Jamaica’s Minister of Tourism Edmund Bartlett.

The ongoing and escalating trade wars will “cut deeply” into tourism, both in the United States and abroad, according to Jamaica Tourism Minister Edmund Bartlett, who spoke to reporters in New York on Wednesday.

Minister Bartlett, speaking at The Kimberly Hotel in Midtown, said he expects the eruption of tariffs and trade wars to spill over and significantly impact travel—even before any potential economic effects are felt by consumers.

“The latest round of tariffs, in my mind, is going to cut deeply into tourism’s energy and vitality—because tourism is all about the movement of people and goods. It’s about trading. And once we start talking about trade, we have to confront the cost of it. Tariffs may target goods, but their impact casts a wide shadow—one that inevitably falls over tourism as well,” he said.

Destinations in the United States that heavily rely on Canadian travelers—such as Arizona and New York City—will “feel the pinch much sooner than many other places,” he said. That might take time to materialize, since “the tourism sector doesn’t change overnight. Travel is booked months in advance,” but he emphasized the effects will come.

Bartlett added that it’s not just visitor numbers that will suffer. Trade wars, he said, chip away at the goodwill that travel helps facilitate between countries and erode the soft power tourism provides to nations with large volumes of outbound travelers, like the United States.

“Tariffs may target goods, but the response to them is like a great shadow that falls over hearts, plans, and plane tickets, too,” he said. “What we worry about is the immediate consequences of that disruption—and how long it will take to recover.”

Tourism Resilience

Bartlett, who was in New York to speak at NYU about the resilience of tourism, said the industry is constantly dealing with disruptions—whether caused by acts of God or acts of man.

“We in tourism have, over time, recognized the realities of disruptions. The only certainty in tourism is said to be uncertainty. We are always dealing with one disruption or another,” he said.

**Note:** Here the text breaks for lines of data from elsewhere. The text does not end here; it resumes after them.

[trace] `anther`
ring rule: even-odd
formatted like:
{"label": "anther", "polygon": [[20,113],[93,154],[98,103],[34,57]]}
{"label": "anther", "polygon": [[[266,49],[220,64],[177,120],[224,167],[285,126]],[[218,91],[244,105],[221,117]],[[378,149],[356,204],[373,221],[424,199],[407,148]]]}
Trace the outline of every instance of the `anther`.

The tariff situation and the apparent “global realignment” underway are just the latest examples of challenges the travel industry must navigate. While the full extent of the disruption is still unknown, Bartlett believes the industry is better equipped to handle it than ever before.

“The growth of tourism in the last 100 years has been absolutely phenomenal,” he said, noting that tourism is now the world’s second-largest industry, employing 10% of the global labor force and accounting for 11% of global GDP.

“I recall when I became Minister of Tourism 13 years ago, there were 50 tourism ministers. The last time I went to the U.N., there were 150. It tells you how the industry has morphed and grown,” he said.

“As it has grown, it has built a capacity to manage, to mitigate, to recover quickly—and to thrive after,” he added.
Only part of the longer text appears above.